Single by The Jam
- B-side: "Disguises"
- Released: 29 May 1981
- Genre: Mod revival; post-punk;
- Length: 3:29
- Label: Polydor
- Songwriters: Rick Buckler, Bruce Foxton and Paul Weller
- Producers: Peter Wilson; The Jam;

The Jam singles chronology
| "That's Entertainment" (1981) | "Funeral Pyre" (1981) | "Absolute Beginners" (1981) |

Music video
- "Funeral Pyre" on YouTube

= Funeral Pyre =

1981 single by The Jam

"Funeral Pyre" is The Jam's thirteenth single released on 29 May 1981. Backed by the B-side "Disguises", a cover of a Who track, it reached No. 4 in the UK singles chart.

"Funeral Pyre" is the only single co-written by the band, and only the second song which has writing credits for all three members, the other being "Music for the Last Couple" which featured on the Sound Affects album.

The song begins as a studio jam between drummer Rick Buckler and bassist Bruce Foxton, with Paul Weller's contribution coming later.

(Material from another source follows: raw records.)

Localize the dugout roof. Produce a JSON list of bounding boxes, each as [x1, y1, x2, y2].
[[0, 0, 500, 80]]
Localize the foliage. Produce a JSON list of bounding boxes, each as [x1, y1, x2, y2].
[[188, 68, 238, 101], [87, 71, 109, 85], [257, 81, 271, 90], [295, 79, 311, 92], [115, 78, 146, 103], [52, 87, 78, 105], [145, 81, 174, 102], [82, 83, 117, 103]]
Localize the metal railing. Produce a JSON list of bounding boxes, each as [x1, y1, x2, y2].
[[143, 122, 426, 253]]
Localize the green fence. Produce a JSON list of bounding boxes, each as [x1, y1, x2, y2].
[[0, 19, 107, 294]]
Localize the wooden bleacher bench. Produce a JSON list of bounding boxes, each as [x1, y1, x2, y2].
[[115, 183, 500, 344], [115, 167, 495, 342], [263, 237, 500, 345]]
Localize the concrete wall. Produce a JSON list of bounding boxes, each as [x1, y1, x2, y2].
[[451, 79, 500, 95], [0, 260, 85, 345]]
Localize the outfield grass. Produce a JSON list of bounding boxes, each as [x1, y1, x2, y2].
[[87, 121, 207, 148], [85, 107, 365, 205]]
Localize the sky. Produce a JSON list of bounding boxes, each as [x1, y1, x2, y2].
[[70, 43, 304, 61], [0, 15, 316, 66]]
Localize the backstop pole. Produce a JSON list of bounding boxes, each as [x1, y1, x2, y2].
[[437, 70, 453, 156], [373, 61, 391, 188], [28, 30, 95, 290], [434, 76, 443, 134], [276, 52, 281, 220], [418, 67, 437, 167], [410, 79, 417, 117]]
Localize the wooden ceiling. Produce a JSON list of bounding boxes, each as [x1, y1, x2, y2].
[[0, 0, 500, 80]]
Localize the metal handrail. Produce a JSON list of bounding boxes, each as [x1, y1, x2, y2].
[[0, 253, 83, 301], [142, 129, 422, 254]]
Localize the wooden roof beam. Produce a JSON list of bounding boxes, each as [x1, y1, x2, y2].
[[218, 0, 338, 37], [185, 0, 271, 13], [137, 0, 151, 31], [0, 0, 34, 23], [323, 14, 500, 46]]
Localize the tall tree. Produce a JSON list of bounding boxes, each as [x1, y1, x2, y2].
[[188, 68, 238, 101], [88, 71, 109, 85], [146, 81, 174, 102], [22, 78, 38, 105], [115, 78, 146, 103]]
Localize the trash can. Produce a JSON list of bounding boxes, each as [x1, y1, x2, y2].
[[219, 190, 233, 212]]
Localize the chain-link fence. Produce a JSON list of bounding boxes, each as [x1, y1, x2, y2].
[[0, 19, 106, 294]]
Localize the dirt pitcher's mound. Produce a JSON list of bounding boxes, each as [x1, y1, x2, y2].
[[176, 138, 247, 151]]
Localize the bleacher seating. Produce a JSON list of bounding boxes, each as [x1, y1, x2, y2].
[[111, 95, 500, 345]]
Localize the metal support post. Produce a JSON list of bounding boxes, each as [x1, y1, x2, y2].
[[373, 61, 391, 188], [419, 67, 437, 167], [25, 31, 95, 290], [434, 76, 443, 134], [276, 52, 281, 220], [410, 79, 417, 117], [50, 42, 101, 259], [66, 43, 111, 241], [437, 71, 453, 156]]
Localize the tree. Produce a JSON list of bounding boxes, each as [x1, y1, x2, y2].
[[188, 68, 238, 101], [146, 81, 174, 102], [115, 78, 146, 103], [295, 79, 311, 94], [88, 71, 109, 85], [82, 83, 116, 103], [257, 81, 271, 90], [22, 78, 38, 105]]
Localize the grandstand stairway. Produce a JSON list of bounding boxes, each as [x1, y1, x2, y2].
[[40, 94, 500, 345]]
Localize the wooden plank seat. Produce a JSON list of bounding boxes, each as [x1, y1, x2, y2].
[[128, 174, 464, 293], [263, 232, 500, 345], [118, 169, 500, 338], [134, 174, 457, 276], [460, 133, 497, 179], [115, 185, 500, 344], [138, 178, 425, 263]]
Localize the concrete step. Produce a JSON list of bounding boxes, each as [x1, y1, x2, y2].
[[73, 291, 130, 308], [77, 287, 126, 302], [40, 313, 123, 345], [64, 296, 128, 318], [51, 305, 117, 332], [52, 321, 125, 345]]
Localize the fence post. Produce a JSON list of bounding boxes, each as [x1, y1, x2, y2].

The song does not appear on any of the band's studio albums. In the US, it appeared on the five-track EP The Jam (Polydor PX-1-503), which peaked at No. 176 on the Billboard 200 album chart.

==Music video==
The video was shot at Horsell Common, near Woking. A sandpit (which had earlier featured in H. G. Wells' The War of the Worlds) was used for the location of the bonfire used to accompany the official music video.